8. Il ressort notamment de deux actes de naissance établis par les villes de Compiègne et de Saint-Malo, que la requérante, ressortissante nigériane, est mère de deux enfants mineurs, une fille et un fils, nés respectivement en 2020 et 2021. Il n'est pas contesté que le ressortissant nigérian ayant reconnu la fille de la requérante, née en 2020, réside en Allemagne. Ensuite, il n'est ni soutenu ni même allégué que l'homme de nationalité sierra-léonaise ayant reconnu son fils né en 2021 contribue à l'éducation de son enfant, pas plus d'ailleurs que le père de sa fille. Par conséquent, et dès lors qu'il n'est pas contesté que les enfants de la requérante sont de même nationalité que celle-ci et pourraient donc l'accompagner en cas de retour contraint au Nigéria, le préfet n'a, en adoptant les décisions attaquées, pas commis d'erreur d'appréciation ou méconnu le paragraphe 1 de l'article 3 de la convention internationale des droits de l'enfant.
9. Il résulte de l'ensemble de ce qui précède que Mme A... n'est pas fondée à soutenir que c'est à tort que, par le jugement attaqué, le tribunal administratif de Rennes a rejeté sa demande tendant à l'annulation de l'arrêté du 27 juillet 2022 par lequel le préfet du Var l'a expulsée à destination du Nigéria, ainsi que la décision implicite de rejet du recours gracieux formé contre cette décision.

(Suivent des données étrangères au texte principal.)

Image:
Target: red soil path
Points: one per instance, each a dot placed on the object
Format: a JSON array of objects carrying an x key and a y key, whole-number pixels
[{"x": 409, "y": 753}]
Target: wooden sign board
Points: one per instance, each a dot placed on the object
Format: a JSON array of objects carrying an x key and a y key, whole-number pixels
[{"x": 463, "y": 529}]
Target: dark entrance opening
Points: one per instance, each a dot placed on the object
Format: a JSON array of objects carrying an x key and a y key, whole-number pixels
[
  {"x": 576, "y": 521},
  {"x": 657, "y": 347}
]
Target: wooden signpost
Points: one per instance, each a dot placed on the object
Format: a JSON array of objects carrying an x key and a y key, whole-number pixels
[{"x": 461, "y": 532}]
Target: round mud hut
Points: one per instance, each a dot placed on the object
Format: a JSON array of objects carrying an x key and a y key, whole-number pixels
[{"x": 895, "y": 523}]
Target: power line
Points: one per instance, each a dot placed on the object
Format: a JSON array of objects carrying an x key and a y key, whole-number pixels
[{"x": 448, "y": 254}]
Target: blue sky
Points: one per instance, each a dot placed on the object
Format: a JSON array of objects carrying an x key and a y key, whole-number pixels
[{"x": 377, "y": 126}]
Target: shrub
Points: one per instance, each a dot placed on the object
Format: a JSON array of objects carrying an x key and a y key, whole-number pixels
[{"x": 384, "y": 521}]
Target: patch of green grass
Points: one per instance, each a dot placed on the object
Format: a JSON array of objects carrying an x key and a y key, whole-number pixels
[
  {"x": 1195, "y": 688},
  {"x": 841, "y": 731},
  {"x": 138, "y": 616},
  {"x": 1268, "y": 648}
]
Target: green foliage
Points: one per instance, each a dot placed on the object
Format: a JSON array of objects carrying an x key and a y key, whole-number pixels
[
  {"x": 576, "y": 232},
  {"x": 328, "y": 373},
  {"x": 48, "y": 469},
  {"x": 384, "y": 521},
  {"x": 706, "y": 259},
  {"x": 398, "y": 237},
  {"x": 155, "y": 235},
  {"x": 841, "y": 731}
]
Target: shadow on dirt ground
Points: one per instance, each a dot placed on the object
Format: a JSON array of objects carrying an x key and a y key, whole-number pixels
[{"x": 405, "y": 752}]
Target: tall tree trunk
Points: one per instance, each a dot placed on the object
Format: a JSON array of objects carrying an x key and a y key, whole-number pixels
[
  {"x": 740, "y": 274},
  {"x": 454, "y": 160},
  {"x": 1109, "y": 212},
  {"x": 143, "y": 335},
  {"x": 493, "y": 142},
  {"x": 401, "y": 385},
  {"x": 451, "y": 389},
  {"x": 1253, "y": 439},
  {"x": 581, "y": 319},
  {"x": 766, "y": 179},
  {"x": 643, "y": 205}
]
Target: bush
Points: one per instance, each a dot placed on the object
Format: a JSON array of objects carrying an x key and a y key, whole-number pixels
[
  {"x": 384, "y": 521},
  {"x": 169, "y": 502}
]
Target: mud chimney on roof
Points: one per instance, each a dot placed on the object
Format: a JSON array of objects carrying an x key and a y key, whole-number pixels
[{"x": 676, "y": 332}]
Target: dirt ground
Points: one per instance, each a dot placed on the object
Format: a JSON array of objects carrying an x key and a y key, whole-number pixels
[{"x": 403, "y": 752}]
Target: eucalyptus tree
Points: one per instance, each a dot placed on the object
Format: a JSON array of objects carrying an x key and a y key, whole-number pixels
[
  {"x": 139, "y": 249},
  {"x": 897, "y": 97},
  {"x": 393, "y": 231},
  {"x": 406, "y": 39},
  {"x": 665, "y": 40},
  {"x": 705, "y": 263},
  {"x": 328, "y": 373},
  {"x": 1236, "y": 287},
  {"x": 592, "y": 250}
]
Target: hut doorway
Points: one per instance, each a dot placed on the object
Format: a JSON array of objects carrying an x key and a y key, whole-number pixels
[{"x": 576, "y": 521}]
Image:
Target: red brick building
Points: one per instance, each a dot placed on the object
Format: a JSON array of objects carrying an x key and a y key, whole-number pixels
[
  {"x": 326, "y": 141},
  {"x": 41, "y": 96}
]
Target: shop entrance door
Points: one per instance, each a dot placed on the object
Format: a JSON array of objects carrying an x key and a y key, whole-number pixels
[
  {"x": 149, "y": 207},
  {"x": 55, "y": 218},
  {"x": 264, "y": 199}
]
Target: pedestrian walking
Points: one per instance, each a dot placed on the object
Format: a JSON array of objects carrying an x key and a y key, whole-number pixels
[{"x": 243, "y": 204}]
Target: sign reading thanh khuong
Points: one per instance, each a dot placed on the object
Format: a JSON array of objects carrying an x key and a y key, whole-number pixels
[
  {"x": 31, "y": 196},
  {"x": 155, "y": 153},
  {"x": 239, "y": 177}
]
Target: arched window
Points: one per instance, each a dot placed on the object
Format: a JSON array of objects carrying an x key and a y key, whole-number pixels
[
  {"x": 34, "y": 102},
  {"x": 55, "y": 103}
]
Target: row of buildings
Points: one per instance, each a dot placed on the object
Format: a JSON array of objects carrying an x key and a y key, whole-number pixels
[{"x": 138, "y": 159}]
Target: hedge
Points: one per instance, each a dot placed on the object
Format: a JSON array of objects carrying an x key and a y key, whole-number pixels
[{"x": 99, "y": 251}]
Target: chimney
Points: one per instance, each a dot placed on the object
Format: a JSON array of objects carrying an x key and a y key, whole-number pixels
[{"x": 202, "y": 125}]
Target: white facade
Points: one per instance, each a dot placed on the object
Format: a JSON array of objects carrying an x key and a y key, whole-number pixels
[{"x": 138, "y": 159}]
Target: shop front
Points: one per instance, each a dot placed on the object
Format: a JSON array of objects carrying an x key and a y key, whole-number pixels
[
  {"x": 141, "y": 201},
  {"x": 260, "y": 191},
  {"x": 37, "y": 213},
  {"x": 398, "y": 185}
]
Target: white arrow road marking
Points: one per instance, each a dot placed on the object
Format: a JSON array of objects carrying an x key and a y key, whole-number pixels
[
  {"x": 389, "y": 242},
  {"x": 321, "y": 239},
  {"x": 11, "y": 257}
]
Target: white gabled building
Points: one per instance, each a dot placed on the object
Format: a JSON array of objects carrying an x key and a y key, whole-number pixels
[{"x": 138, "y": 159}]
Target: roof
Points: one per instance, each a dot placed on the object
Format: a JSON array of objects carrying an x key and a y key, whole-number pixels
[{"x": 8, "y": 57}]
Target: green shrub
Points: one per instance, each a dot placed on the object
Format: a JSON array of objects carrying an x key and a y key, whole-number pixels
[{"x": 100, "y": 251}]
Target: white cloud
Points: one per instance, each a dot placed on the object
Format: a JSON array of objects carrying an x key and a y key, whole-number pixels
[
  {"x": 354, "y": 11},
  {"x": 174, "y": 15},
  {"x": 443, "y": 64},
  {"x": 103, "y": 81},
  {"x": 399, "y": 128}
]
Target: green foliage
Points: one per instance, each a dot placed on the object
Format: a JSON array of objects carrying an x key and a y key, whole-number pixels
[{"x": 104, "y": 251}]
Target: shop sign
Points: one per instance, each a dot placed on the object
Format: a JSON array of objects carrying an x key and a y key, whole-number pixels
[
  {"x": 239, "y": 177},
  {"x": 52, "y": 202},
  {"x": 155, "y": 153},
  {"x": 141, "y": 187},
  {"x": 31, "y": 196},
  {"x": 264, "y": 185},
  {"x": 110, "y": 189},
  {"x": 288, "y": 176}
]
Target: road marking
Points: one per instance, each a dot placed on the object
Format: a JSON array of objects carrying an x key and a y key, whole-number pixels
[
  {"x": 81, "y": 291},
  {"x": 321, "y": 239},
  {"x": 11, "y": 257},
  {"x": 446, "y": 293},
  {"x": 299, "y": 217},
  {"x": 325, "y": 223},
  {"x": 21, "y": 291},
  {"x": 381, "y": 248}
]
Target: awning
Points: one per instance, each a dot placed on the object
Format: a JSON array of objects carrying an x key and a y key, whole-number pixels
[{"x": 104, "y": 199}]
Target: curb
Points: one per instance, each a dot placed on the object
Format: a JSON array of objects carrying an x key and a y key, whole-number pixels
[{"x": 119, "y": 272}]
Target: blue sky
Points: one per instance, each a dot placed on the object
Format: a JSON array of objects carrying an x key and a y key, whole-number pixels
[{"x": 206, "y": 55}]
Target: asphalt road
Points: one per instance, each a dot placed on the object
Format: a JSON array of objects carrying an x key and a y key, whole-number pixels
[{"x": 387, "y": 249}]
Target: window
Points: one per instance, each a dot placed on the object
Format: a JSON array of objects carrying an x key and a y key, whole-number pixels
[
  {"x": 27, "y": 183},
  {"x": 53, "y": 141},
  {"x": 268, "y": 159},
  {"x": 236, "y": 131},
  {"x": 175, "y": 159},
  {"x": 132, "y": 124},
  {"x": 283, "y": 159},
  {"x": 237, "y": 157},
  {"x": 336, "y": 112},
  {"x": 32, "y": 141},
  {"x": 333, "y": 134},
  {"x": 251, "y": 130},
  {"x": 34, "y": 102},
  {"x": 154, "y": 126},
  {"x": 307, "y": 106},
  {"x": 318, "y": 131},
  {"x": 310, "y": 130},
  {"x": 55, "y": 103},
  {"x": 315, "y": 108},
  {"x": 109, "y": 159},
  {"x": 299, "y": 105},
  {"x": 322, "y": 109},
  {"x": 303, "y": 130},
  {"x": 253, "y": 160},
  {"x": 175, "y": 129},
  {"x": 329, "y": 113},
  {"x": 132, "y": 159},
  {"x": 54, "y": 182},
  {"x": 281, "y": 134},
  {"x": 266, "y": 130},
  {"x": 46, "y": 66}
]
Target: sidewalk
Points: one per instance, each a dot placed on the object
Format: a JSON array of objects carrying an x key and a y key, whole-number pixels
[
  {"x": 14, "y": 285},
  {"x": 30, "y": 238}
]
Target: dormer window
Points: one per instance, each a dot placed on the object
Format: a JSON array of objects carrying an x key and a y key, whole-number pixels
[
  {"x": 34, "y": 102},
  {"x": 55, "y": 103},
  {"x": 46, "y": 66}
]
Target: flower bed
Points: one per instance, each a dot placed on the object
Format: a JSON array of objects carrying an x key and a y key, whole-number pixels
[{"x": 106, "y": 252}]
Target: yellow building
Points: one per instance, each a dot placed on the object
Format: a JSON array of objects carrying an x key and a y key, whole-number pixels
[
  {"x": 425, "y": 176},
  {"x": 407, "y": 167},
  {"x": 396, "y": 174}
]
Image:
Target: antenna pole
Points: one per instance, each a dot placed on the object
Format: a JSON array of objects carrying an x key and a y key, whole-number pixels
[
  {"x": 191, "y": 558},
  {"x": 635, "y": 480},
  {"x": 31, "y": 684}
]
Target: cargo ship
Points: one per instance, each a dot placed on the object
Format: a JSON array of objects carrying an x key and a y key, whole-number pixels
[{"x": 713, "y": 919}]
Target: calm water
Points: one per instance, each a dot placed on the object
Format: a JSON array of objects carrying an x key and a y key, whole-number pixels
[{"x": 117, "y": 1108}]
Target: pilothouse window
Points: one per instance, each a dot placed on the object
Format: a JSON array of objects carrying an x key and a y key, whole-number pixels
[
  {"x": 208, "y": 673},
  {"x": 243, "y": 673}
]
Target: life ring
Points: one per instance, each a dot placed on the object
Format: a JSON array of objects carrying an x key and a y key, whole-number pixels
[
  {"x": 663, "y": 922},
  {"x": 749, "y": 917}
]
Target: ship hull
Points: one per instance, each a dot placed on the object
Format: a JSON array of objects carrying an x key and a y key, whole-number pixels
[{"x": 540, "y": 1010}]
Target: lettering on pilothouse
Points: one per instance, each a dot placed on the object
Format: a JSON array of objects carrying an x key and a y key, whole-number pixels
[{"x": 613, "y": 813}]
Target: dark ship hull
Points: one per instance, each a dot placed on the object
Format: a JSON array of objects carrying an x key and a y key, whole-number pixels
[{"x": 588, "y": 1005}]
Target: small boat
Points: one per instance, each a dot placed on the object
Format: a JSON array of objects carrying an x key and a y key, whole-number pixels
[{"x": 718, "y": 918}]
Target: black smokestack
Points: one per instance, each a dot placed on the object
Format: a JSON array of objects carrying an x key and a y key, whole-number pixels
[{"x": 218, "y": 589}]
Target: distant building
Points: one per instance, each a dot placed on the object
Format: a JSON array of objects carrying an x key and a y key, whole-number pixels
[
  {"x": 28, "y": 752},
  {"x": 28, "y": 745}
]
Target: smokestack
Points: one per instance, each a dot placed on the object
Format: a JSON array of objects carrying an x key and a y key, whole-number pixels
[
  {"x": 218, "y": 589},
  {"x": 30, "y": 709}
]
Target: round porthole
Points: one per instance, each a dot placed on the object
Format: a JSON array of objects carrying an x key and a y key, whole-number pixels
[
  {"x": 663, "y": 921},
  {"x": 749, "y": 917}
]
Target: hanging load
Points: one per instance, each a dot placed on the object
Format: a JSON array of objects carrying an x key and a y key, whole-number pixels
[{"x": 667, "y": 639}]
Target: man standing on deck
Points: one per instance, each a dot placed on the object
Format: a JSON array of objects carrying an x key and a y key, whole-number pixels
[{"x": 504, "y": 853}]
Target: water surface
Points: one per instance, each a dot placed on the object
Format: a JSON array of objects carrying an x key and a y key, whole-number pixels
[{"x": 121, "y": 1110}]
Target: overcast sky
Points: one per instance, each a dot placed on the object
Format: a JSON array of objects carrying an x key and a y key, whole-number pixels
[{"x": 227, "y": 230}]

Sur les frais d'instance :
10. Les dispositions de l'article L. 761-1 du code de justice administrative font obstacle à ce que soit mise à la charge de l'Etat, qui n'est pas la partie perdante dans la présente instance, la somme que Mme A... demande au titre des frais exposés et non compris dans les dépens.
DECIDE :
Article 1er : La requête de Mme A... est rejetée.
Article 2 : Le présent arrêt sera notifié à Mme B... A... et au ministre de l'intérieur et des outre-mer.
Une copie en sera adressée, pour information, au préfet du Var.
Délibéré après l'audience du 22 mars 2024, à laquelle siégeaient :
- M. Gaspon, président de chambre,
- M. Coiffet, président-assesseur,
- M. Pons, premier conseiller.
Rendu public par mise à disposition au greffe le 9 avril 2024.
Le rapporteur,
F. PONSLe président,
O. GASPON
La greffière,
I. PETTON
La République mande et ordonne au ministre de l'intérieur et des outre-mer en ce qui le concerne, et à tous commissaires de justice à ce requis en ce qui concerne les voies de droit commun contre les parties privées, de pourvoir à l'exécution de la présente décision.